Zhou Haoyu, Song Yan, Yao Zhiming, Hei Dongwei, Li Yang, Duan Baojun, Liu Yinong, Sheng Liang
Opt Express. 2024 Apr 22;32(9):16333-16350. doi: 10.1364/OE.519872.
Compressed ultrafast photography (CUP) is a computational imaging technology capable of capturing transient scenes in picosecond scale with a sequence depth of hundreds of frames. Since the inverse problem of CUP is an ill-posed problem, it is challenging to further improve the reconstruction quality under the condition of high noise level and compression ratio. In addition, there are many articles adding an external charge-coupled device (CCD) camera to the CUP system to form the time-unsheared view because the added constraint can improve the reconstruction quality of images. However, since the images are collected by different cameras, slight affine transformation may have great impacts on the reconstruction quality. Here, we propose an algorithm that combines the time-unsheared image constraint CUP system with unsupervised neural networks. Image registration network is also introduced into the network framework to learn the affine transformation parameters of input images. The proposed algorithm effectively utilizes the implicit image prior in the neural network as well as the extra hardware prior information brought by the time-unsheared view. Combined with image registration network, this joint learning model enables our proposed algorithm to further improve the quality of reconstructed images without training datasets. The simulation and experiment results demonstrate the application prospect of our algorithm in ultrafast event capture.

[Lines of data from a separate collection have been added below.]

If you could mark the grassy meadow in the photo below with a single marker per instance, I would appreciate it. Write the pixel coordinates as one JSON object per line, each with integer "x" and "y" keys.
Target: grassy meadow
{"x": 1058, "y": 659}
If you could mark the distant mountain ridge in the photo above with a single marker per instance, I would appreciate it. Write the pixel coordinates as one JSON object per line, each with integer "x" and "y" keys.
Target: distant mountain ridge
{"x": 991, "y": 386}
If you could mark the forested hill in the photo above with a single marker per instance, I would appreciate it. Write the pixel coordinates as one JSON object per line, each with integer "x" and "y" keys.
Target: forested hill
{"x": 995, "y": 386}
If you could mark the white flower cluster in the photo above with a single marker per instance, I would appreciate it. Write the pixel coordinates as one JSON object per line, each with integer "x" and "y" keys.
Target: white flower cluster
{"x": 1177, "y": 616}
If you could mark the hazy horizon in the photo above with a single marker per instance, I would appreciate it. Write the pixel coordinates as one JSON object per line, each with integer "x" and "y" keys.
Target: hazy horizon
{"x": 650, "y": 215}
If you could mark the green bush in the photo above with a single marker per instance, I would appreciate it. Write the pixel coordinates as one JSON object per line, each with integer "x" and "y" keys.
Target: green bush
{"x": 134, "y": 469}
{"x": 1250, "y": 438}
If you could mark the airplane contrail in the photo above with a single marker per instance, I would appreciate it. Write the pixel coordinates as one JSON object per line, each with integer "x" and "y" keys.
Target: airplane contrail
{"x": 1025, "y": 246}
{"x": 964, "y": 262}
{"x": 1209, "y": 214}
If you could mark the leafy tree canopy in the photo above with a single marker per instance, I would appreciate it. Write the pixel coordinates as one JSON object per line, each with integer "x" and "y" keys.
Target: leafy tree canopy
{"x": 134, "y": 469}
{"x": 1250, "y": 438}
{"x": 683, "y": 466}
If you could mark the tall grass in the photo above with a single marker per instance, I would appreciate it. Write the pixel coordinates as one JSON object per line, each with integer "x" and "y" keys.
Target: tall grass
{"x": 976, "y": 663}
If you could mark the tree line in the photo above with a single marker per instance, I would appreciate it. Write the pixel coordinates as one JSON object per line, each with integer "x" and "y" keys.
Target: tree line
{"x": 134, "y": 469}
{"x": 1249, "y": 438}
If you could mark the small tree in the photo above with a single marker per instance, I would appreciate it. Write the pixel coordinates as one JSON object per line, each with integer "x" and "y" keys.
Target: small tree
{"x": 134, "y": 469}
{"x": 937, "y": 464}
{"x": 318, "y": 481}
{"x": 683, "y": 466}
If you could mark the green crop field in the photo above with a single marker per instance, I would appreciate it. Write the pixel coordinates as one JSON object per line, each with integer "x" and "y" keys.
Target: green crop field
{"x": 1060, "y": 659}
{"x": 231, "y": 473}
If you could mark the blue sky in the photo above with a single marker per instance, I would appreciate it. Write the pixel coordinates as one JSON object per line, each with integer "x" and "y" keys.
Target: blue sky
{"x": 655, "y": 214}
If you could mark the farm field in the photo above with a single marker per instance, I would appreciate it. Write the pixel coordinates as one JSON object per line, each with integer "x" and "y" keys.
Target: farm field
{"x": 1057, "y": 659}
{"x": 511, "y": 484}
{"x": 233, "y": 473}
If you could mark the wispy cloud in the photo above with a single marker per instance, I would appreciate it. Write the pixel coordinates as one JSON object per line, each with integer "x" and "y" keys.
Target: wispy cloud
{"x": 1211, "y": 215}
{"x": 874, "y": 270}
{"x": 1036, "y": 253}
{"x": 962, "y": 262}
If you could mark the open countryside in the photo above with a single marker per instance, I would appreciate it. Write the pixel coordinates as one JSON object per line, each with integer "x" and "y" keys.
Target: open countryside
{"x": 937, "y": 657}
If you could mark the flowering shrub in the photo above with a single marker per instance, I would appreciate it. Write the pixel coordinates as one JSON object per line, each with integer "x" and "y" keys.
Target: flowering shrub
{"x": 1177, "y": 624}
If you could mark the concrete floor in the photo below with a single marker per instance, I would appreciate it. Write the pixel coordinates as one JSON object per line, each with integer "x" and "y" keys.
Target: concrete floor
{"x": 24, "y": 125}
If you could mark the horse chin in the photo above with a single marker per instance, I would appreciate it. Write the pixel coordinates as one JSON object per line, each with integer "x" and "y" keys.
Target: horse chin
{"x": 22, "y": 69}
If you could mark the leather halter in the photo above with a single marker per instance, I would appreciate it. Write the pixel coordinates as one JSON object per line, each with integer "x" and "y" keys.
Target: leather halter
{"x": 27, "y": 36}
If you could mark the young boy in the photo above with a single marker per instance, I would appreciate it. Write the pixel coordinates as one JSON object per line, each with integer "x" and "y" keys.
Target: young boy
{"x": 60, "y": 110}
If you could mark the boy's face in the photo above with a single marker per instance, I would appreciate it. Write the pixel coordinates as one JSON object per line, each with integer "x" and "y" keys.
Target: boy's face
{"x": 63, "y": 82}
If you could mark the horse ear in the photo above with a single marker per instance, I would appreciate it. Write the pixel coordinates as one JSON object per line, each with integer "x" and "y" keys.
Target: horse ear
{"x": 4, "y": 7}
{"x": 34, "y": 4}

压缩超快摄影(CUP)是一种计算成像技术,能够以皮秒级的时间尺度捕捉瞬态场景,具有数百帧的序列深度。由于CUP的逆问题是一个不适定问题,在高噪声水平和压缩率条件下进一步提高重建质量具有挑战性。此外,有许多文章在CUP系统中添加外部电荷耦合器件(CCD)相机以形成时间未剪切视图,因为添加的约束可以提高图像的重建质量。然而,由于图像是由不同的相机采集的,轻微的仿射变换可能会对重建质量产生很大影响。在此,我们提出一种将时间未剪切图像约束CUP系统与无监督神经网络相结合的算法。图像配准网络也被引入到网络框架中,以学习输入图像的仿射变换参数。所提出的算法有效地利用了神经网络中的隐式图像先验以及时间未剪切视图带来的额外硬件先验信息。结合图像配准网络,这种联合学习模型使我们提出的算法能够在没有训练数据集的情况下进一步提高重建图像的质量。仿真和实验结果证明了我们算法在超快事件捕捉中的应用前景。